Even before you start building and certainly as you continue building, you need to continuously validate your organizational performance (the P in SPACE) at giving customers and other stakeholders what they want. This is building the right thing.

You also need to establish a culture of teamwork, psychological safety, flow state, and commitment to quality to promote a delivery pipeline that delivers to users the product they want with the efficiency (the E in SPACE uniting all the other dimensions) they demand. This is building the thing right.

With SPACE and DORA metrics, Dr. Forsgren and her teams have given us the blueprint to accomplish both. McKinsey has weaponized their work to promote their own proprietary, lazy nonsense to appease layoff-hungry CEOs.

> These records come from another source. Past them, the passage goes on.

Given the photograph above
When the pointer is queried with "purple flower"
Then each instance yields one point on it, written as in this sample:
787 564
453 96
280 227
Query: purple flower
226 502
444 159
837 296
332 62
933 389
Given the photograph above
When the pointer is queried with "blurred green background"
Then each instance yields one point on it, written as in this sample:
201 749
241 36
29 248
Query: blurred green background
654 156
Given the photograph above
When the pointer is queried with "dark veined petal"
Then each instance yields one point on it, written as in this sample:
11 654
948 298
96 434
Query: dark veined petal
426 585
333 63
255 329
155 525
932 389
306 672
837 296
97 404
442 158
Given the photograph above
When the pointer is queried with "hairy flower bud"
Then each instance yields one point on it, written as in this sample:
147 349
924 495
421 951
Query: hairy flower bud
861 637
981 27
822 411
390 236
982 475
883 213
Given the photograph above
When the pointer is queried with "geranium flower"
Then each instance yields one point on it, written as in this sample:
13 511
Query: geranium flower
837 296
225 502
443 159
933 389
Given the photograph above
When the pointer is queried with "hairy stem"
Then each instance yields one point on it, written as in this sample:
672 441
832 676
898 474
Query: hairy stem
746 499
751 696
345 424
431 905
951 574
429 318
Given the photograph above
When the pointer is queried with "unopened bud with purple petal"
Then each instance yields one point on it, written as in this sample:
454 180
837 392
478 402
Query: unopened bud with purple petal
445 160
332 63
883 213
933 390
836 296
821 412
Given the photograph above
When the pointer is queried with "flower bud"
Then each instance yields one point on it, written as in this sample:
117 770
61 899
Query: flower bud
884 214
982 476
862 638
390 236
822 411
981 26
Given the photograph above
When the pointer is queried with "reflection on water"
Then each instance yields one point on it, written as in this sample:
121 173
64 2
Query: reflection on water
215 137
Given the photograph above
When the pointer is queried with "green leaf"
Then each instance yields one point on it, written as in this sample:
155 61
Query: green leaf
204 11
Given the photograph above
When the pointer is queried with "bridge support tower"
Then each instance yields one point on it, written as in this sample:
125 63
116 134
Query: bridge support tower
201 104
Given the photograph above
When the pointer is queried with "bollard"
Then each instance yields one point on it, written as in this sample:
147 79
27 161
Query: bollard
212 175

To be fair, the SPACE team acknowledges there is value in tracking raw development activity (the A in SPACE) like the kind in McKinsey’s Inner and Outer Loops:

Developer activity, if measured correctly, can provide valuable but limited insights about developer productivity, engineering systems, and team efficiency. Because of the complex and diverse activities that developers perform, their activity is not easy to measure or quantify. In fact, it is almost impossible to comprehensively measure and quantify all the facets of developer activity across engineering systems and environments. A well-designed engineering system, however, will help in capturing activity metrics along different phases of the software development life cycle and quantify developer activity at scale.

But they also clarify that activity tells you nothing on its own without context about the broader systems in place. Activity ≠ Productivity.

There are many ways to achieve the goals SPACE and DORA lay out, and how you get there depends on the nature and culture of your organization. For example, a 100% remote workforce of experienced engineers may have different ways of working than a hybrid workforce of various experience levels engaging with contractors around the world. You need to figure out what works best for everyone to encourage diversity in all its forms to deliver the best work, and if you maintain the research-driven SPACE and DORA as your guide and ignore bad faith ruses from mercenaries like McKinsey, you will succeed.